The late U.S. Ambassador to Libya, Chris Stevens is pictured over an image of the U.S. Consulate in Benghazi burning on Sept. 11, 2012.
On Sept. 11, a date which already haunts the American psyche, the realities of a rapidly changing Arab world were again driven home in the U.S. with the deadly assault on diplomatic offices in eastern Libya.
On the evening of Sept. 11, members of local militant groups, allegedly with some degree of linkage to al Qaeda, attacked the U.S. consulate in Benghazi and a CIA office about a mile away. U.S. Ambassador Chris Stevens and three other Americans died in the attack.
Benghazi was the home of the Arab Spring uprising against dictator Muammar Qaddafi, and in the year after his capture and murder by rebel fighters, those local rebel groups became the de facto governing bodies of their neighborhoods and towns, including Benghazi. Many of these militias had motives more akin to those of al Qaeda than to any democratic uprising, but it remains unclear exactly who planned the attack on the consulate -- if it was a planned assault.
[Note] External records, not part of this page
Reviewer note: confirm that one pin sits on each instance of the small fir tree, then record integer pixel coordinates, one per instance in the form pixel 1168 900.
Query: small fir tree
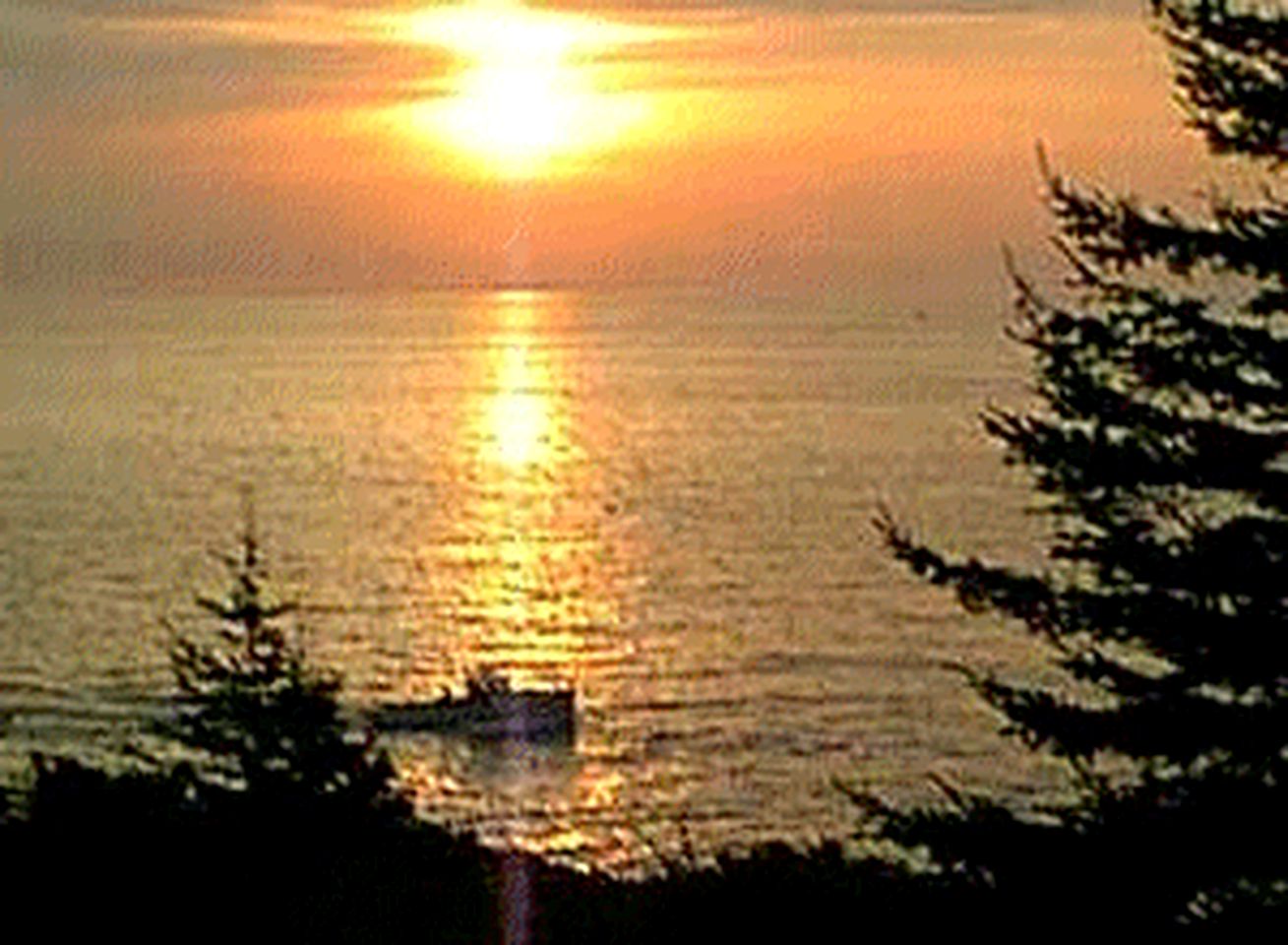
pixel 1161 457
pixel 267 726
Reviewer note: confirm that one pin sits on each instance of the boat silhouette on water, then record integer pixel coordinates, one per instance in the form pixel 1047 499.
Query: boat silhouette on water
pixel 491 708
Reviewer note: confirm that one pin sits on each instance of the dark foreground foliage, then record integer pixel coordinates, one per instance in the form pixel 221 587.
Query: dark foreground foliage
pixel 1162 457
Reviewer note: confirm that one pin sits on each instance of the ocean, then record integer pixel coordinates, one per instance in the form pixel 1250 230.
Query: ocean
pixel 659 498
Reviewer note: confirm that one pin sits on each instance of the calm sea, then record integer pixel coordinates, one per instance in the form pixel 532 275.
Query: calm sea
pixel 662 499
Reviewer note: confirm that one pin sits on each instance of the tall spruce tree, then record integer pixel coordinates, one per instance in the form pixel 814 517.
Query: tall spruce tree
pixel 1161 454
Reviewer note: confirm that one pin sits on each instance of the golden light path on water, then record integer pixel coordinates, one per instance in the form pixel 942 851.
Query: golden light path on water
pixel 527 98
pixel 536 600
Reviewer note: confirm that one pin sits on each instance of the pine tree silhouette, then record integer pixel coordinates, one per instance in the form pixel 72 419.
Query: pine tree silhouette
pixel 1161 458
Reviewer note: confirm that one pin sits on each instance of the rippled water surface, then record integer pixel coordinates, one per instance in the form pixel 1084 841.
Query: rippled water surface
pixel 663 500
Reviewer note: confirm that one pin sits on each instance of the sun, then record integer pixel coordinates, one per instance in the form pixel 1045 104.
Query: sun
pixel 524 102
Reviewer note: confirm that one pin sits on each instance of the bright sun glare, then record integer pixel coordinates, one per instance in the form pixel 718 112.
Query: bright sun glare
pixel 524 100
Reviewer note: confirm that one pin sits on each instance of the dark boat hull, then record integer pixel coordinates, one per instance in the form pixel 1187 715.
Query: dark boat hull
pixel 508 716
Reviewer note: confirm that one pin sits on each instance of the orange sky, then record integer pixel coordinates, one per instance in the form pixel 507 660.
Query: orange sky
pixel 379 146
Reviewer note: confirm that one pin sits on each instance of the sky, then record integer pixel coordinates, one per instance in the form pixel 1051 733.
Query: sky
pixel 755 146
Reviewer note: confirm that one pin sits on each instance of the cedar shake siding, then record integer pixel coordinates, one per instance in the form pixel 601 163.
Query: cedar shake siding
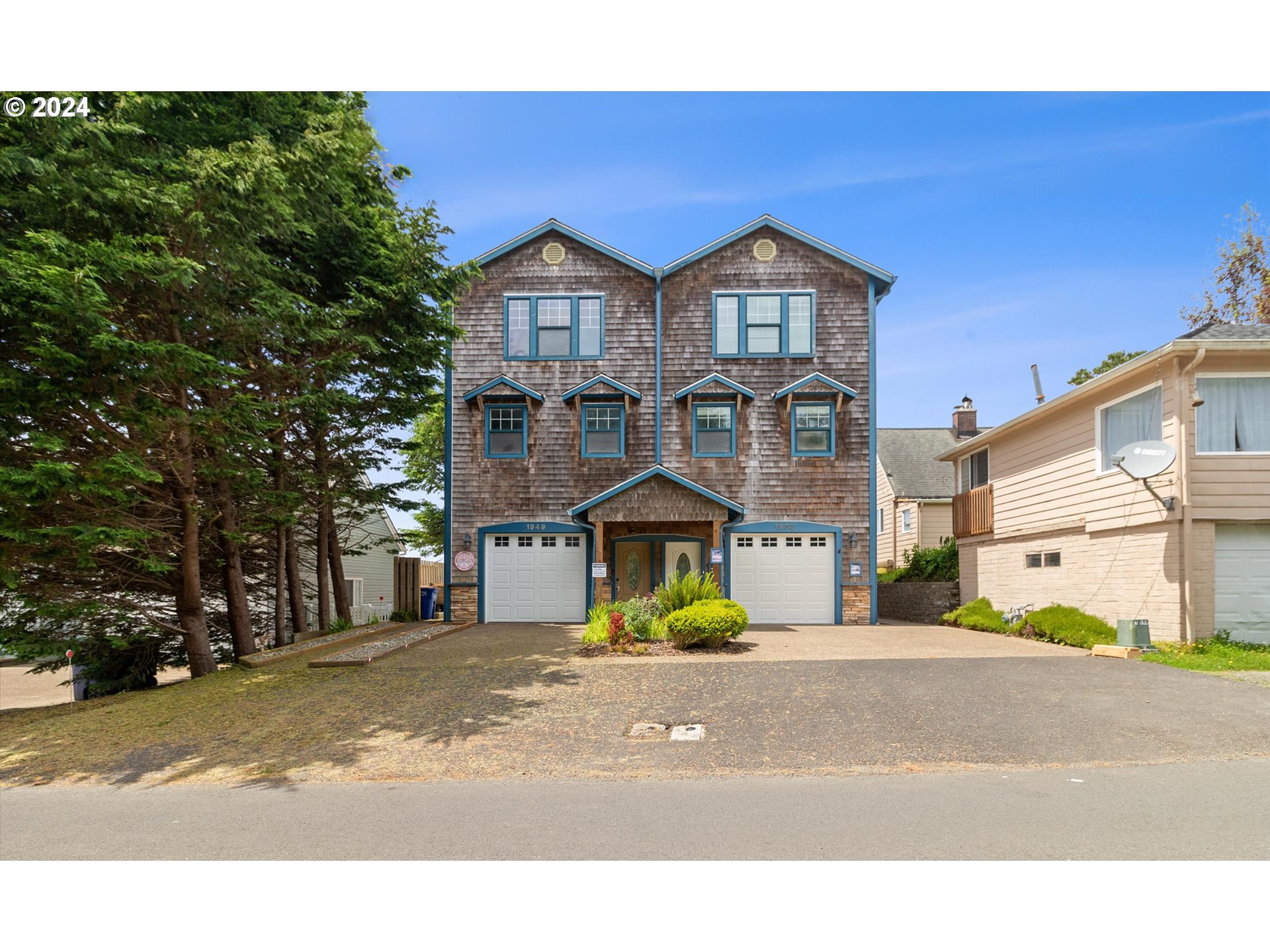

A political feud over the way the Obama administration and the State Department handled the release of information about the fatal attack -- which was first deemed to have likely started as a protest against an anti-Islam film made in the U.S. -- forced U.S. Ambassador Susan Rice to remove herself from consideration as the next Secretary of State.
Congressional investigations into how the attack happened, and how it could have been better handled, will continue well into 2013.